The Clank! pile itself is harmless. So what’s the big deal?
There is a dragon in dungeon. This is not a monster to be fought, nor does it roam the board. It is an omnipresent threat, and players can only hope to stay below its radar or pray it doesn’t get angry.
Some cards in the Dungeon deck have a dragon icon on them. When they’re revealed, the dragon attacks. This means all the cubes in the Clank! pile are added to the dragon bag and a certain number of them are drawn out. If a player’s cube is drawn, that’s a wound.
Not to worry! The dragon bag starts with 24 black dragon cubes. Draw these, and no one is harmed, so the odds of taking a lot of damage early on are low. Alas, the black cubes are usually not returned to the dragon bag, while players will continue clanking their way through the dungeon. The later in the game you are, the more likely players’ cubes are to be drawn. Also, the later you are in the game, the angrier the dragon gets, meaning the more cubes are drawn every time the dragon attacks.
This adds a push-your-luck element to the game, and it is one a player can exploit. The first player to the exit (walking or carried) starts to collapse the dungeon. Every turn they incite the dragon to attack, making it angrier and angrier, until on their fourth turn out of the dungeon it collapses, tipping over all within.

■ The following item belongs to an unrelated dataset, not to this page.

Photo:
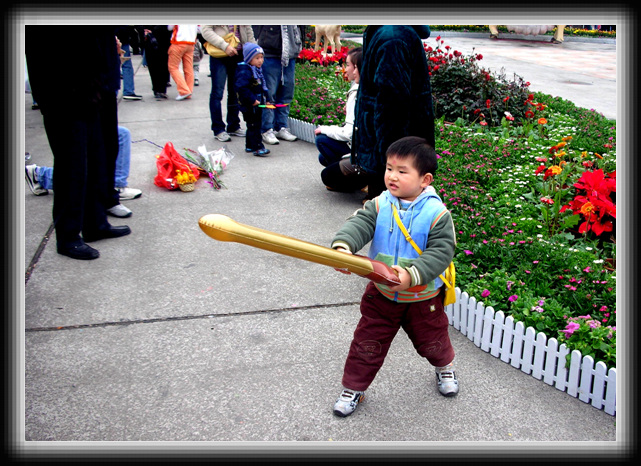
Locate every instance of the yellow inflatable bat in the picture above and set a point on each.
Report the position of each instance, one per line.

It is a valid strategy to run down, grab the first artifact you can reach, and run back out. It is also a valid strategy to go deep, spend as much time in the dungeon as you can, and load up on loot. Which strategy is likely to win? That very much depends on the individual decks the players have built.
Whatever strategy you embrace, I suggest embracing it with gusto. As the verbiage on the cards makes clear, this is not a game that takes itself too seriously. The effects of the some of the cards can be a little ambiguous, and as of yet there doesn’t appear to be an extensive FAQ for it, so try to be consistent in your rulings, plant your tongue firmly in cheek, and go for it!
Totaling victory points at the end of the game isn’t fun and can take a minute or two, as most things count toward victory points, and some cards affect how much other cards/items are worth. That is the only part of the game I found dull. (I could also do without all the exclamation points.)
So far we’ve only played this with two players. Looking forward to playing it with three or four.
Jeff Stehman’s last game review for us was Defenders of the Realm.